You are handsome but not hunky. You are humble but not humiliating. You are heroic but not hedonistic. The real Triple H is you.
Ok, no more corny, cheesy talks. Let’s go straight to the points and cut off the insignificant parts, my friend.
You have never been picky in selecting your friends. I have no idea why you kept looking for me last time. I was the freak type, I was the psycho type, I was the major weirdo type, I was the sissy type, I was the never-came-out-of-jungle type, but you still put all those negative schemata into your box of tolerance. I do not have as much patience as you do. I exaggerated things. I do not care about what others think about me.
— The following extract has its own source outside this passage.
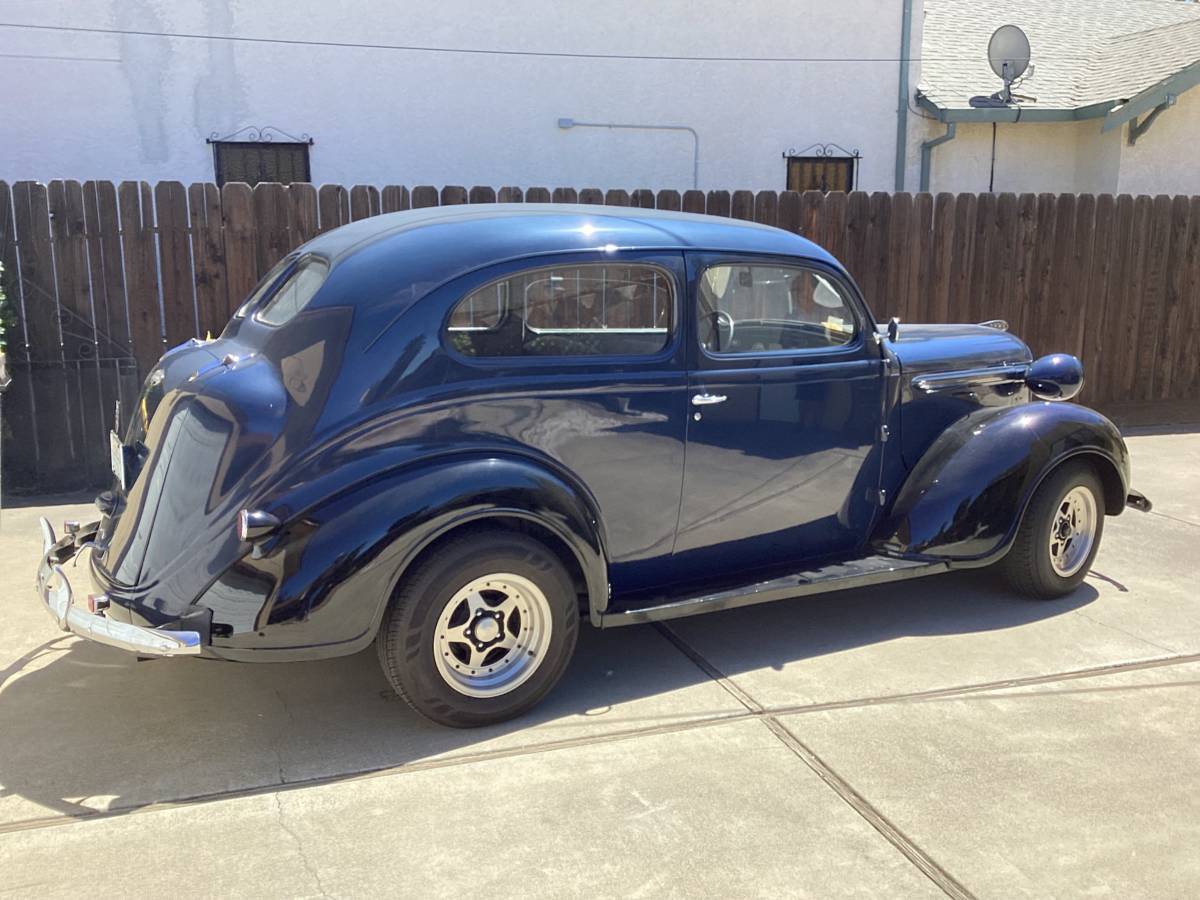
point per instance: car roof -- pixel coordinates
(474, 235)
I overdressed all the time. I said emotional things all the time. I was the loud type, and you still could stand me. You never learnt the fact that I was embarrassing to walk with. You never fathomed the view that I was not the proper guy for you to have dinner with. You never grasped the idea that I was not the one you could play football with. You were stupid to many, but smart to me. A magical being- you.
I remember we talked till 5 am in the morning. I was so stupid to keep you awake. I knew you couldn’t stand it. You just wanted to please me. You wanted to please everyone. You wanted to be the angel in everyone’s heart. You always have that big heart in you while I certainly, and unequivocally don’t. I do not know why you take this rude and ruthless brute as your close friend. Maybe you found me friendless. Maybe you thought my family couldn’t accept me the way I was. Maybe you thought I was too fragile to be alone in this wild, full-of-beasts world. I still remember you once told me, “Do not tell people that you like Mariah Carey, they wouldn’t like to know that, if you want to make friends with them.” This actually gave me the impression that I was a pathetic person. This thought amplified by itself as I saw you make friends with another weirdo in the following months. No one but you wanted to make friends with him. Self-identification began. I knew who I was for you. An object of sympathy- me.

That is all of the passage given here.